Thursday / September 19, 2019 / 4:15 p.m.
Landis Cinema, Buck Hall

“Double Negative: Taste, Politics, and Genre in Black Popular Culture”
Prof. Racquel Gates, Cinema and Media Studies, CUNY

The first talk of the FAMS Speaker Series for Fall 2019 examines the idea of a “negative” racial representation. Rather than fall back on oft-cited claims that these types of images are damaging to black progress, I argue that these representations—found in popular film and television—have been chronically overlooked and woefully underestimated. These images eschew respectability politics in favor of emotionally affective, sometimes excessive, contemplations of life, love, and the daily experiences of blackness. Combining close textual readings with theoretical analysis, this talk celebrates those types of black images located in the figurative “gutter” of taste politics, and calls for a new approach to the study of black popular culture.

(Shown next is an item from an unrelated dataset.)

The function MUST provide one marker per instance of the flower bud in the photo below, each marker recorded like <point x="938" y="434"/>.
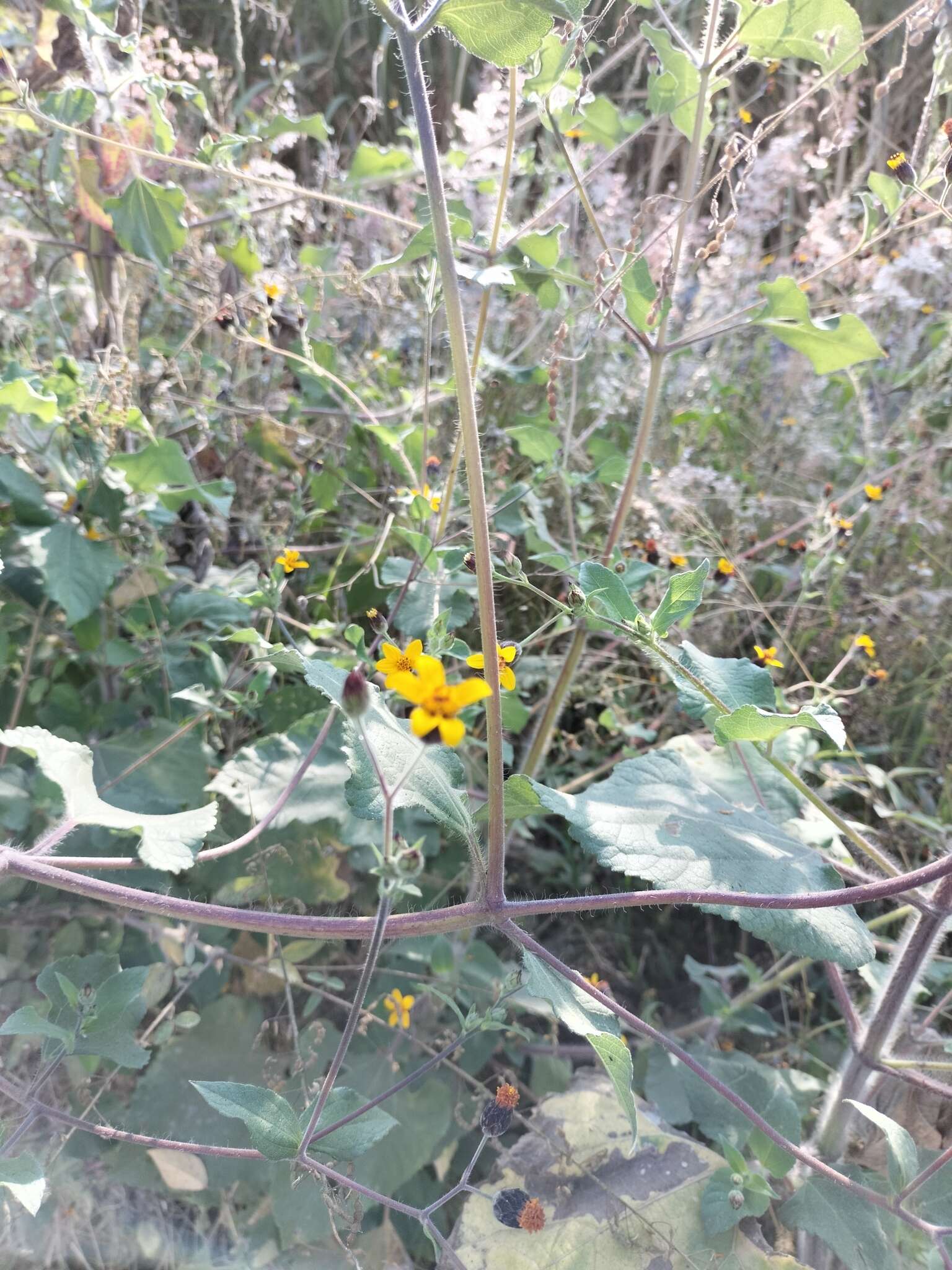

Free for all! No tickets required.

 

About Dr. Gates
Racquel Gates received her Ph.D. in Screen Cultures from Northwestern University after getting her M.A. from the University of Chicago and her B.S. from Georgetown University. She specializes in African American media, particularly representations of race in popular film and television. Her dissertation, Acting White: African Americans, Whiteface, and Post-Civil Rights Popular Culture, examines how African-American performances of whiteface in the post-Civil Rights era operate as a means of strategically navigating shifting tropes of blackness across time. In addition to film and media theory, Dr. Gates’ research also incorporates gender, queer, and critical race theories. She is assistant professor of cinema and media studies at CUNY. Her publications include:

“Keeping it Real(ity) Television.” In Watching While Black (edited by Beretta Smith-Shomade). Piscataway, NJ: Rutgers University Press, 2012.

“Bringing the Black: Eddie Murphy and African American Humor on Saturday Night Live.” In Saturday Night Live Anthology (edited by Ron Becker, Nick Marx, and Matt Sienkiewicz), 2013.

“You Can’t Turn a Ho into a Housewife: Basketball Wives and the Politics of Wifedom.” In Media Res. September 26, 2011.

“Reclaiming the Freak: Michael Jackson as Media Spectacle.” In Velvet Light Trap, Issue 65, Austin: University of Texas Press, March 2010.